A Hybrid GCN–PCA–LSTM Framework for Accurate Spatiotemporal Prediction of PM2.5 Concentrations

Abstract

PM2.5 pollution has become a critical environmental issue affecting air quality and public health. Accurate concentration prediction is of great significance for pollution early warning and control. Considering that PM2.5 concentration variations exhibit both temporal dependence and spatial correlation, along with the presence of redundant features in multi-source data, a spatiotemporal prediction model integrating a Graph Convolutional Network (GCN), Principal Component Analysis (PCA), and a Long Short-Term Memory network (LSTM) is proposed. Specifically, the GCN is first employed to characterize the spatial dependencies among air quality monitoring stations and to extract spatial features.

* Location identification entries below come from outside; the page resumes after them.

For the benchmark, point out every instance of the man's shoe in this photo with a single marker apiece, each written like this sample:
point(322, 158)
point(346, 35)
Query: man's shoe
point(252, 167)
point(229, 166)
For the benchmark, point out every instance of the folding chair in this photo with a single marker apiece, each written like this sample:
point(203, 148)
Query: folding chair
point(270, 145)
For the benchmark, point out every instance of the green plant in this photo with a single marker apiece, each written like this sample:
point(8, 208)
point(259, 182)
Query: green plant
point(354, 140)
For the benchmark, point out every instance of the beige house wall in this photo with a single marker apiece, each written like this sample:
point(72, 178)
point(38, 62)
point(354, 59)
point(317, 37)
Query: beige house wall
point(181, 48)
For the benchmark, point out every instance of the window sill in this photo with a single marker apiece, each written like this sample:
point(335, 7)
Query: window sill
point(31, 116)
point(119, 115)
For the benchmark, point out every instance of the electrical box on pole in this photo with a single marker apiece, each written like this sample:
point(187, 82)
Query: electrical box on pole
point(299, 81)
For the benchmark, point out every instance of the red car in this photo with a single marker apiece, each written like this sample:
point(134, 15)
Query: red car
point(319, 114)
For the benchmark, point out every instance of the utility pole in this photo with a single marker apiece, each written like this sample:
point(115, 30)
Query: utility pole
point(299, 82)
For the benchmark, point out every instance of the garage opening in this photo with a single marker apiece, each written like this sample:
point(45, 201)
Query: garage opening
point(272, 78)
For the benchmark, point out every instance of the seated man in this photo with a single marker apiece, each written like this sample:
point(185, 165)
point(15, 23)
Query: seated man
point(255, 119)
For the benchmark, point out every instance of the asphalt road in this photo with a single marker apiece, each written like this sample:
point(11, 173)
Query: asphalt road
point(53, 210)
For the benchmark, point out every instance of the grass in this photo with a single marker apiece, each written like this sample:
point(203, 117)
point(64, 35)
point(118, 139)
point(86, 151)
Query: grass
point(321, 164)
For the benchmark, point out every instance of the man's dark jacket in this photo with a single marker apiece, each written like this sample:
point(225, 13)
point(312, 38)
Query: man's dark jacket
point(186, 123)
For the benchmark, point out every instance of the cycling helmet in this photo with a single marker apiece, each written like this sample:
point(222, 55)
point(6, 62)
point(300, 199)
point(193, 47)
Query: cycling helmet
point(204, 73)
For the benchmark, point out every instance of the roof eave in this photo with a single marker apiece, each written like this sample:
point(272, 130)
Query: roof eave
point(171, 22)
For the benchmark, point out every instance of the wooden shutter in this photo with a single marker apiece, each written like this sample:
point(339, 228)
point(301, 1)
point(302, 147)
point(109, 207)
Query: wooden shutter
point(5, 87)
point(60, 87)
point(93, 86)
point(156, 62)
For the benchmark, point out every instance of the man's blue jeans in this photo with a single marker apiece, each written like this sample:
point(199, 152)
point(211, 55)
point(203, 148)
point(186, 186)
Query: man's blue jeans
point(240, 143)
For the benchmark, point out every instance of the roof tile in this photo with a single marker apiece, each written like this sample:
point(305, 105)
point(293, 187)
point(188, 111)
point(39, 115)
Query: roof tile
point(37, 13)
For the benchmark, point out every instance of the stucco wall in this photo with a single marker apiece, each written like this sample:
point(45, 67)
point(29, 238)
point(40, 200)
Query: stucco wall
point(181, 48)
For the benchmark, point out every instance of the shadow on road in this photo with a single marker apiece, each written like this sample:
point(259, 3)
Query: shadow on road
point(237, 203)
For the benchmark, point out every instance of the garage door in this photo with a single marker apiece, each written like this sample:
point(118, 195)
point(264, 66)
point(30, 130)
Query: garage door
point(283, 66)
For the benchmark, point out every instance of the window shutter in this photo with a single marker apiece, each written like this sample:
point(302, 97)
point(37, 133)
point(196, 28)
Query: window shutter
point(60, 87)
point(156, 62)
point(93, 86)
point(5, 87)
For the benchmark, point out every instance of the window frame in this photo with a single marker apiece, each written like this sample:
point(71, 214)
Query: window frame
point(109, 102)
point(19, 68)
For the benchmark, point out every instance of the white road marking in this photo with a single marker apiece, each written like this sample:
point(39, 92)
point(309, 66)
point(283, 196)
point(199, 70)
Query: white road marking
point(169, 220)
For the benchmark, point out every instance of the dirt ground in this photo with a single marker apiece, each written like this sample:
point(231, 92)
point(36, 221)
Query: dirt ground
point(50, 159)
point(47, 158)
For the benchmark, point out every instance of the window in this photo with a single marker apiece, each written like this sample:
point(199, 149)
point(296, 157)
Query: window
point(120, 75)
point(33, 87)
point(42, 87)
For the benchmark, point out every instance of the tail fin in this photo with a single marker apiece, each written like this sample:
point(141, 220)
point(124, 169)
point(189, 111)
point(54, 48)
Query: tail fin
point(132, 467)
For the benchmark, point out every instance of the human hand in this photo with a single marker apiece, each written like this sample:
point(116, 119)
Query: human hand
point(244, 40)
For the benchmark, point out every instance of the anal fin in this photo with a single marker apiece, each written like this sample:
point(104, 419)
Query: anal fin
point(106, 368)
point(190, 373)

Subsequently, PCA is utilized to reduce the dimensionality of high-dimensional features, thereby eliminating redundant information and improving computational efficiency. Finally, the LSTM is adopted to model temporal sequence features, enabling dynamic prediction of PM2.5 concentrations. Based on air pollutant and meteorological data collected from ten monitoring stations in Hefei from 2018 to 2019, sliding time window samples are constructed to predict PM2.5 concentrations for the next hour. LSTM, GCN, and GCN-LSTM models are selected as baseline methods for comparison. Experimental results demonstrate that the proposed GCN-PCA-LSTM model outperforms the comparative models in terms of RMSE, MAE, and R² metrics, achieving an RMSE of 7.94, an MAE of 5.79, and an R2 of 89.36%. The model is capable of more accurately capturing the variation trends of PM2.5 concentrations. Moreover, it maintains strong fitting performance during periods of high pollution and rapid fluctuations, indicating robust spatiotemporal modeling capability and stability. In summary, the integration of spatial feature extraction, feature dimensionality reduction, and temporal sequence modeling effectively enhances PM2.5 prediction performance, providing a feasible approach for urban air quality forecasting and refined environmental management.